29 days ago
giova34 • 0

I'm looking for a tool to search for an unusual criteria of repeats. Specifically, I'm trying to find pseudo-repeats that are:

  1. ~ 1000-2000 bp long
  2. interspersed fairly rarely (~ once every 1-20 Mb) - which means, they cannot be tandemly repeated!
  3. chromosome specific

These repeats need not be completely homologous (70-80% sequence homology is OK). The motivation is that I'd like to develop chromosome-specific DNA-FISH probes that are degenerate - that is, they label multiple regions of the same chromatin fiber.

I gave RepeatMasker a shot but it isn't quite amenable to making this strange search. Recommendations greatly appreciated!


Thanks for accepting my answer. Coming back to the initial task of coloring chromosomes I have the impression that you want to do multicolor FISH (mFISH). You didn't mention your species of interest, but I think for human and some model organism genomes this is long solved, see here.

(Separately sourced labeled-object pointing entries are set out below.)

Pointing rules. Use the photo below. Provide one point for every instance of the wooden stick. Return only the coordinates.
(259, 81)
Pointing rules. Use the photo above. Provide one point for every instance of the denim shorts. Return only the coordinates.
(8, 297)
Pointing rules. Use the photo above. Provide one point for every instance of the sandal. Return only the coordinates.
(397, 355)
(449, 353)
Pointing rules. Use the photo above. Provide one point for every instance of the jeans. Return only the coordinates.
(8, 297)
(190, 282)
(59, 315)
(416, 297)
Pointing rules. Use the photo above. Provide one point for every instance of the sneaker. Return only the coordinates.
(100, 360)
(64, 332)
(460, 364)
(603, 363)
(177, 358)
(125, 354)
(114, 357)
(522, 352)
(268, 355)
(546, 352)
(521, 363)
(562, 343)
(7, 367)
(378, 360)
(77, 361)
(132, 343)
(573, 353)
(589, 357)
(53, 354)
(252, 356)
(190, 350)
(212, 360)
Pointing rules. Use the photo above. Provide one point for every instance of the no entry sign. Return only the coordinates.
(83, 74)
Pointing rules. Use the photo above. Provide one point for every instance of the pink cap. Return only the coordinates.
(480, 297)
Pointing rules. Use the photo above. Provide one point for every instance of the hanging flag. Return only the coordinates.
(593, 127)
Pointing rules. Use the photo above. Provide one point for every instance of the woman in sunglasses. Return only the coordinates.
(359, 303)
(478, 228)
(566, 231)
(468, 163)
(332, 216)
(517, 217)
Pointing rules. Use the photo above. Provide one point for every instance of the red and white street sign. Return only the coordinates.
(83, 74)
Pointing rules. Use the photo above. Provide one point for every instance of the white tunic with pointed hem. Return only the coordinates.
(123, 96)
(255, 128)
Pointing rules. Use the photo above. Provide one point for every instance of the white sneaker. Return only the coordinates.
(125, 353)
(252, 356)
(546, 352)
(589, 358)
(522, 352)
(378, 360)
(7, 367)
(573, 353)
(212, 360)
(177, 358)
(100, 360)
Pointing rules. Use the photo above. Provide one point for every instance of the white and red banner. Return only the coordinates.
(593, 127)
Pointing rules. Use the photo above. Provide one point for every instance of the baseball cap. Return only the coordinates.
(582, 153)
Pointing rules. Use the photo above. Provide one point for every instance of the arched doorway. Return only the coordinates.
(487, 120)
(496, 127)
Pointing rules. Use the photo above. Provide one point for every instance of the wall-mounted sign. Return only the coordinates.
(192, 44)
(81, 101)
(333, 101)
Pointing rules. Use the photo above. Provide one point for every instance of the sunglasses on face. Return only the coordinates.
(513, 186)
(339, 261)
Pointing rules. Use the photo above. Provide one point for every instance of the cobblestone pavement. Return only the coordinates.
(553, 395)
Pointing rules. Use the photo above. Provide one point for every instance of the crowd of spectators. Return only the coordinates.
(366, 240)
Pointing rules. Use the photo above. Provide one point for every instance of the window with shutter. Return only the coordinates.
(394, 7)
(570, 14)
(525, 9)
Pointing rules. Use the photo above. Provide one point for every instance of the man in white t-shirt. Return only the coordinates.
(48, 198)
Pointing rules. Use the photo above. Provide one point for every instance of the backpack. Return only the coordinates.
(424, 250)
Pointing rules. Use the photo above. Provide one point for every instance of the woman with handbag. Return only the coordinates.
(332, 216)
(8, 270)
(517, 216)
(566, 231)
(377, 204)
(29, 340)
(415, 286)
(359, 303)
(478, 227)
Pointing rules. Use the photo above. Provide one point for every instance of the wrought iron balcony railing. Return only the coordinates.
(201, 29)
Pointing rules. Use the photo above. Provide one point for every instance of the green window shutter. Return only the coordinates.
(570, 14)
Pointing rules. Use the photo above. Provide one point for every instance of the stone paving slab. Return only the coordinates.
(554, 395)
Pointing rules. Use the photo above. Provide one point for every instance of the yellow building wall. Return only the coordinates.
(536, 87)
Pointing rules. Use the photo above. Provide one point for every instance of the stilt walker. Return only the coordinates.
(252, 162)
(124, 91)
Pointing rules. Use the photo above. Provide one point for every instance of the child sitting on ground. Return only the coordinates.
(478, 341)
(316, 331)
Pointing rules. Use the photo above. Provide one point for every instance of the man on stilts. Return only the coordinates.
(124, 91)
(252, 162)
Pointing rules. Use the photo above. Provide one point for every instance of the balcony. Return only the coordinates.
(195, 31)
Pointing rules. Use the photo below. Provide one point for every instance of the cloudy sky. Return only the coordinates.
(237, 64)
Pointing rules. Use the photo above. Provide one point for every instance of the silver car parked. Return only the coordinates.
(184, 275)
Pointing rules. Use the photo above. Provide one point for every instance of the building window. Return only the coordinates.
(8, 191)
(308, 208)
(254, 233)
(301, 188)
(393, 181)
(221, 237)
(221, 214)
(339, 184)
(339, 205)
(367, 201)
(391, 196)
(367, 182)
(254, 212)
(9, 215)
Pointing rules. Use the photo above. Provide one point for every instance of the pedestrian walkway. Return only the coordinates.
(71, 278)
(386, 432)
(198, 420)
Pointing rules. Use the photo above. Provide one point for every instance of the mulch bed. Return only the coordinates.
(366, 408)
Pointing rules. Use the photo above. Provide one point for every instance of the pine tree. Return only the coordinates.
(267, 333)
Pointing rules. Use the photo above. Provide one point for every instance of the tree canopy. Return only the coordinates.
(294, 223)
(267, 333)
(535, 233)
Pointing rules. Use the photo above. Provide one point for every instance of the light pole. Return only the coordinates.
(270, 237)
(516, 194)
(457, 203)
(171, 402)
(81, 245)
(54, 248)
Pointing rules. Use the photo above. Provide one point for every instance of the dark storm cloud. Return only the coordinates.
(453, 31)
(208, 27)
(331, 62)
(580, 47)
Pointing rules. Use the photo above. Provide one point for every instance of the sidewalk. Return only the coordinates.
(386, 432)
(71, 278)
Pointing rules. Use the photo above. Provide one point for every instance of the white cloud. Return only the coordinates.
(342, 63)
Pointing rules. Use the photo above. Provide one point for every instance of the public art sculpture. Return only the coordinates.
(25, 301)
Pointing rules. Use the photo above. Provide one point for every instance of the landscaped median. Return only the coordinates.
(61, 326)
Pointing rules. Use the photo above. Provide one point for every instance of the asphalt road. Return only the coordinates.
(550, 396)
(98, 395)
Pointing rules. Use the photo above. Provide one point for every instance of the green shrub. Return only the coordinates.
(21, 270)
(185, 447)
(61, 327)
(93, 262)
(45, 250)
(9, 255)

Your best bet might be sub-centromeric sequences.

29 days ago

I cannot give you a comprehensive answer, because I haven't seen this question come up anywhere before and I am not sure you are approaching the problem in the correct way. I am not even sure these types of chromosome specific repeats exist. If you think of any kind of mobile genetic element and how they work, they might have low if any preference for inserting themselves into the same chromosome they came from. You might still be able to test this using a de-novo detection approach outlined as follows:

  1. Divide the genome into chromosomes and run RepeatModeler to generate de-novo repeat families for each chromosome separately
  2. Optionally remove the most frequent and conserved repeat families like Tc1/Mariner, etc. they are rarely going to be specific
  3. BlastN the repeat families from each chromosome against all other repeat families and check for those that have no hits on all other or at least some chromosomes.
  4. Optionally use the repeat families from each chromosome in RepeatMasker to mask all other chromosome and look for those with lowest or zero frequency.

This is likely an exercise in futility, but who knows. Maybe, if some repeats are found in only some chromosomes, a combination approach could work.

Of course there should be enough chromosome-specific sequences in coding regions, so why not use these instead?